UNITED NATIONS (Reuters) - Burundi is gripped by terror amid continued human rights abuses and the small central African state is on the brink of a sudden escalation of violence to “massive proportions,” the United Nations human rights chief told the Security Council on Friday.
Burundi has been embroiled in political violence since President Pierre Nkurunziza said last April he would seek a third term, which his opponents said was illegal. At least 439 people have been killed and more than 250,000 have fled.
U.N. rights chief Zeid Ra’ad Al Hussein said that despite some progress, including the release of some detainees, the reopening of an independent radio station and government cooperation with independent rights experts, serious violations continue.
He said there was no indication of a decline in reports of arbitrary arrests and detentions and there was an increase in reports of torture and ill-treatment.
“Continued human rights violations and impunity for perpetrators mean that many of Burundi’s people live in terror,” Zeid said. “The country remains on the brink of a sudden escalation of violence to even more massive proportions.”
In January, the 15-member Security Council made its second visit to the landlocked state in less than a year, where fears of an ethnic war have also led to an economic crisis. U.N. Secretary-General Ban Ki-moon also visited in February.
“I expressed by profound worry that the potential spiralling of violence risks relapse into civil war,” Ban told the Security Council on Friday. “I urged the government to take measures to address the continued violence and the impunity that fuels it.”
Zeid urged the Security Council to persuade the Burundi government “to take significant steps towards real reconciliation and inclusive national dialogue.”
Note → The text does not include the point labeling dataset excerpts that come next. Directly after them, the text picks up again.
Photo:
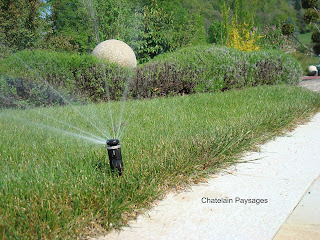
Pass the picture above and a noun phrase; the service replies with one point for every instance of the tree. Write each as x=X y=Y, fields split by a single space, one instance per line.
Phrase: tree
x=20 y=23
x=311 y=16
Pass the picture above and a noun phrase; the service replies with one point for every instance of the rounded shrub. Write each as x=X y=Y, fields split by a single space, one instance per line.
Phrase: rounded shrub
x=287 y=29
x=311 y=16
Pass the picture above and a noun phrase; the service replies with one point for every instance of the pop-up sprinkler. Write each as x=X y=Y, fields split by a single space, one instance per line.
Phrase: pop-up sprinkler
x=114 y=152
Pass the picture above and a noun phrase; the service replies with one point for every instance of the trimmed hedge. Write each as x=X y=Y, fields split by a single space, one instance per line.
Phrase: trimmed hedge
x=34 y=76
x=211 y=68
x=28 y=75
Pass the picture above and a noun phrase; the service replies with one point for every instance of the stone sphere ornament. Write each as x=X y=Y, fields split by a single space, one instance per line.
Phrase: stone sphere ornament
x=116 y=51
x=312 y=70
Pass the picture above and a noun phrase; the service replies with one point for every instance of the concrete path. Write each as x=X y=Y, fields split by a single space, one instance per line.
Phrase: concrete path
x=274 y=193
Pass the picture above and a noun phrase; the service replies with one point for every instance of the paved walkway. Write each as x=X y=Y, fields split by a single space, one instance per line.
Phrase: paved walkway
x=274 y=195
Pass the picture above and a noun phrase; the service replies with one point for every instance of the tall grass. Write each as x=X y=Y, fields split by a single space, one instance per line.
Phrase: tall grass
x=57 y=186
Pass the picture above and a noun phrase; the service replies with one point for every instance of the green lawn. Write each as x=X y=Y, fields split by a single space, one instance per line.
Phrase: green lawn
x=57 y=185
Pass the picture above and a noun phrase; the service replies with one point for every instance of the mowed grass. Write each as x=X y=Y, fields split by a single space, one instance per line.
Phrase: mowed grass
x=57 y=186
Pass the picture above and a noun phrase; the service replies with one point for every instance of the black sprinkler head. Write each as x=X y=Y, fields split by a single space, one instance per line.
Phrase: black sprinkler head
x=114 y=152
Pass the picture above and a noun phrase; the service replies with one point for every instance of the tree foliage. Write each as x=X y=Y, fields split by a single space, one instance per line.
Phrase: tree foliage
x=20 y=23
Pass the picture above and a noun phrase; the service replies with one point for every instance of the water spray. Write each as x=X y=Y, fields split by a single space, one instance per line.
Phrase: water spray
x=114 y=152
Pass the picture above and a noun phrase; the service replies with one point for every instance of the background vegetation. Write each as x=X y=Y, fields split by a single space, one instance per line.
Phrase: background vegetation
x=150 y=27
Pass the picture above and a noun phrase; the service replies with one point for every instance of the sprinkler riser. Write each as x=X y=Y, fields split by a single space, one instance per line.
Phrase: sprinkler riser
x=115 y=157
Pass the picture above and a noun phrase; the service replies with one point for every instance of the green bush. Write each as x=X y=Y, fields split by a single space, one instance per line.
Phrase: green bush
x=28 y=76
x=34 y=75
x=210 y=68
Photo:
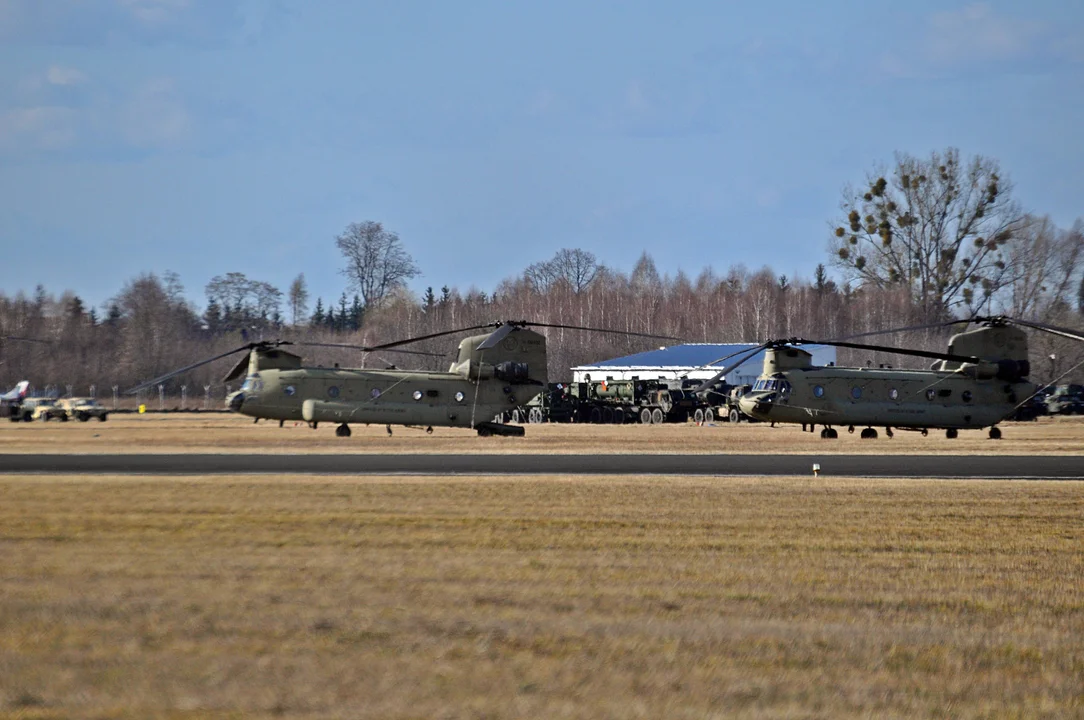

The United Nations is under growing pressure to show it can halt the bloodshed in Burundi, more than two decades after the 1994 genocide of ethnic Tutsis and moderate Hutus by the Hutu majority in neighbouring Rwanda. Rwanda and Burundi have a similar ethnic make-up.
“The international community must shift its approach from a focus on crisis response to a culture of early action and prevention,” Ban said.
The European Union said on Monday it had suspended direct financial support for the Burundian government after concluding it had not done enough to find a political solution.
The economy of Burundi, which relies heavily on aid and on exports of tea and coffee, shrank by an estimated 7.2 percent last year.